Rep. Jeff Smith, R-Columbus, told House members that based on conversations he has had with the Senate leadership, there might not be any bond bills this session.
Smith said it is his hope to pass legislation authorizing about $268 million in bonds, which represents the amount the state will pay off during the upcoming year. That would mean the state would not be paying any more in interest on bonded indebtedness.
"Last year we paid off a little more than $310 million," Smith said. "This year we are retiring $268 million. This year we are trying to see if we can have a washout."
Republican Lt. Gov. Tate Reeves, who served the past eight years as treasurer, has expressed concerns about the state's bond debt. Reeves, who presides over the Senate, said earlier this year his legislative agenda included "shrinking the state's credit card by issuing less debt."
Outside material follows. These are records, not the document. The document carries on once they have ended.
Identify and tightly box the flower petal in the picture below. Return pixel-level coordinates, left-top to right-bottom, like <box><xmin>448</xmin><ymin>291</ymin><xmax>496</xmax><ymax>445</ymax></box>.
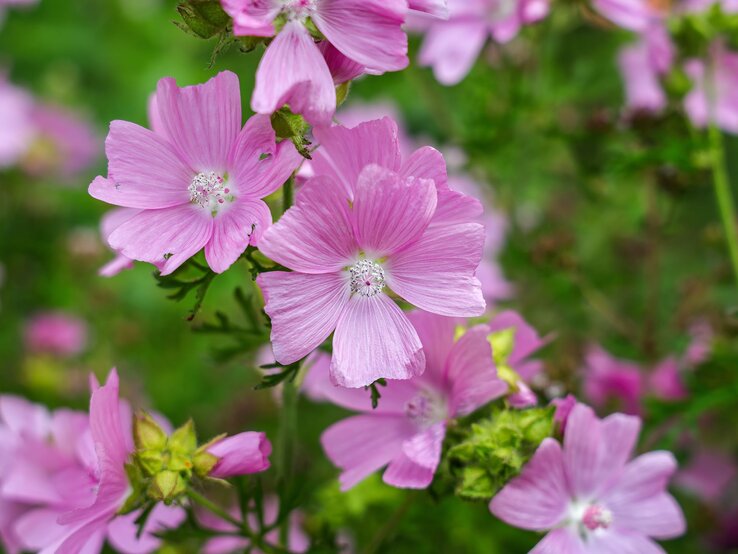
<box><xmin>385</xmin><ymin>223</ymin><xmax>485</xmax><ymax>317</ymax></box>
<box><xmin>311</xmin><ymin>117</ymin><xmax>400</xmax><ymax>200</ymax></box>
<box><xmin>156</xmin><ymin>71</ymin><xmax>241</xmax><ymax>171</ymax></box>
<box><xmin>312</xmin><ymin>0</ymin><xmax>408</xmax><ymax>73</ymax></box>
<box><xmin>251</xmin><ymin>21</ymin><xmax>336</xmax><ymax>125</ymax></box>
<box><xmin>256</xmin><ymin>271</ymin><xmax>350</xmax><ymax>364</ymax></box>
<box><xmin>331</xmin><ymin>294</ymin><xmax>425</xmax><ymax>388</ymax></box>
<box><xmin>352</xmin><ymin>164</ymin><xmax>436</xmax><ymax>256</ymax></box>
<box><xmin>489</xmin><ymin>438</ymin><xmax>570</xmax><ymax>532</ymax></box>
<box><xmin>205</xmin><ymin>198</ymin><xmax>272</xmax><ymax>273</ymax></box>
<box><xmin>108</xmin><ymin>204</ymin><xmax>213</xmax><ymax>275</ymax></box>
<box><xmin>259</xmin><ymin>177</ymin><xmax>358</xmax><ymax>273</ymax></box>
No bonds issued this session could be a jolt to the state's 15 community colleges and eight universities. Those schools, as well as state officials, have depended on bonds in recent years to pay for routine repair and renovations on state-owned buildings.
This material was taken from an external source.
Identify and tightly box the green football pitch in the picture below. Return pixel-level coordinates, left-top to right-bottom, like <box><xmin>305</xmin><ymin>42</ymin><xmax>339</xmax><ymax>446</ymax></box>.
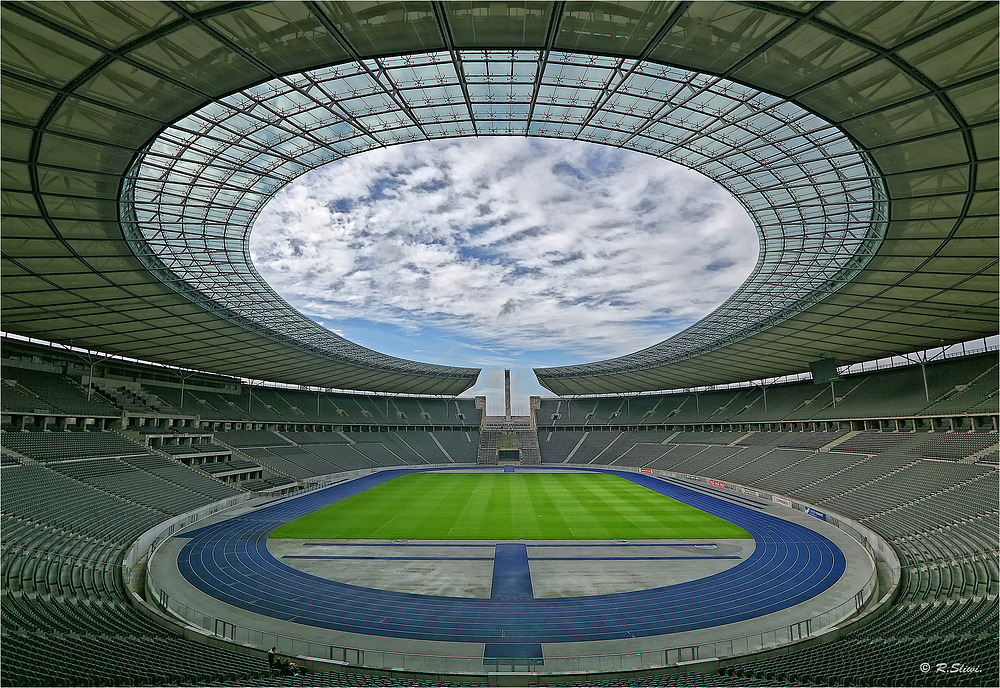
<box><xmin>271</xmin><ymin>473</ymin><xmax>750</xmax><ymax>540</ymax></box>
Smith discussed whether the Legislature would authorize any bond bills this year as he passed legislation in the House chamber Monday to re-direct $600,000 in funds from the bonds issued during the 2011 legislative session. The bond funds were dedicated for various projects at Mississippi State University.
Senate Finance Chair Joey Fillingane, R-Sumrall, was unavailable Monday to comment on whether the Senate would agree to pass any bonds this session.